Ryman Auditorium

Ryman Auditorium in Nashville, Tenn.

Courtesy of Ryman Auditorium

When the Source Awards are handed out Sept. 29 in Nashville, Sally Williams, who is one of this year’s seven honorees, will be recognized for her role with one of the nation’s iconic live venues. A graduate of the University of Missouri-Columbia, she briefly worked at William Morris before finding her niche in venues, including Nashville’s now-defunct Starwood Amphitheater. She also did a brief stint at the Country Music Association during the 2000s, but she has made her largest impact at the Ryman, where she had a hand in a recent expansion of the venerable hall, which added a small theater and a cafe.

What does the Source Award mean to you? I’m incredibly grateful and honored, and I feel fairly unworthy. I have been attending the Source Awards for years, and the women who are honored by Source are such trailblazers, from Peggy [Bradley] and Frances Preston to Donna Hilley and Barbara [Orbison]and Bebe [Evans] and Mary Ann McCready. These are women who did work at a time when there weren’t templates. I just can’t quite wrap my brain around Sally Williams being in a list with them. Being at the Ryman, it’s interesting because this building has been influenced so much by a woman, and that’s Lula C. Naff, the woman who basically managed this building for over 50 years.

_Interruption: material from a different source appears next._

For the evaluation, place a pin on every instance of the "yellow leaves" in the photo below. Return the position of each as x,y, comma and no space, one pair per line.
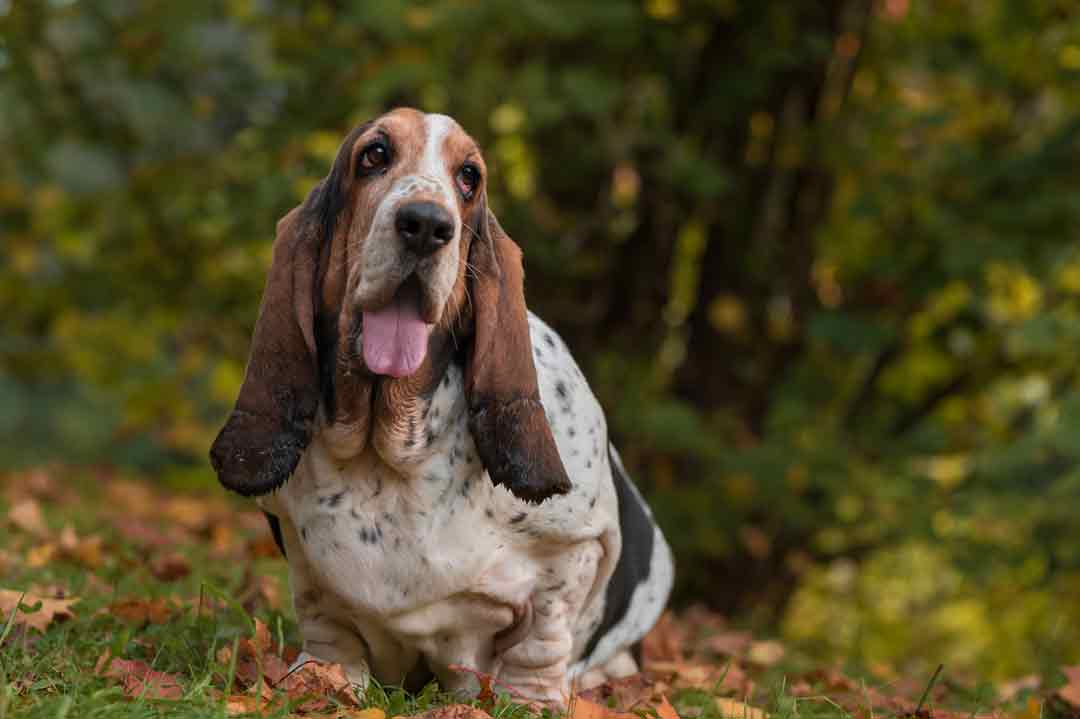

The Ryman was already wedged into a fairly small space. How did your organization even have the imagination to think, “We can expand this?” What architects do is absolutely amazing to me. When I came to the Ryman, I started thinking, “How can we improve the experience for guests before they enter the auditorium that Tom Ryman built?” We all know that once you get inside that auditorium, it’s an incomparable experience. But until you get in there, we had some problems. We had outgrown our space, so from time to time you were faced with long lines, and not enough bathrooms, and “How can we improve that?” The only way to go was east, toward Fourth [Avenue], so we got with the architects and talked about what our goals were, and they figured it out.

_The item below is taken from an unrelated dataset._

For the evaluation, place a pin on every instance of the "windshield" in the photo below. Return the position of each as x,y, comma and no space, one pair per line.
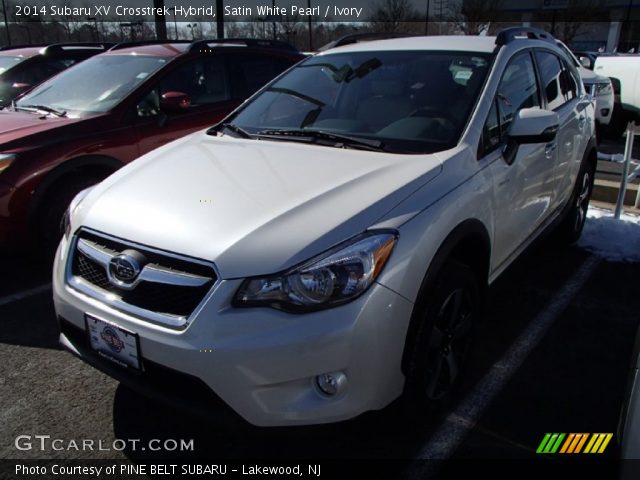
7,62
409,101
95,85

It’s an older building. What’s the biggest challenge in maintaining it?

It’s almost 125 years old. In addition to that, the pews that we have are pews that were added in the early 1900s, so I’ll tell you that keeping those pews in order is an ongoing process.

You have been in live events your entire career. What is it about this business that’s appealing?

The moment that the artist takes the stage and the audience connects, that’s what makes me want to do it. When I was younger, I wanted to be a writer for Rolling Stone. I always knew that I wanted to work with music. I tried to be a musician, I tried to play the piano, and I tried to play the saxophone, and those were not my callings. Then I tried to be an agent, but for me being an agent was too far from the actual creation of the music. There’s nothing like standing at the back of the balcony at the Ryman Auditorium when the artist comes on and the audience goes crazy, and there’s nothing like knowing that I had something to do with making that connection.

What principles guide the way that you do business?

I try to be a really good listener, I strive to leave wherever I am better than before I got there, and being part of a team is really important to me. Being part of a community is really important to me, and that’s why I love Nashville so much. I feel like this community operates as such, and I think that makes us stronger. And it certainly makes my day-to-day far more impactful.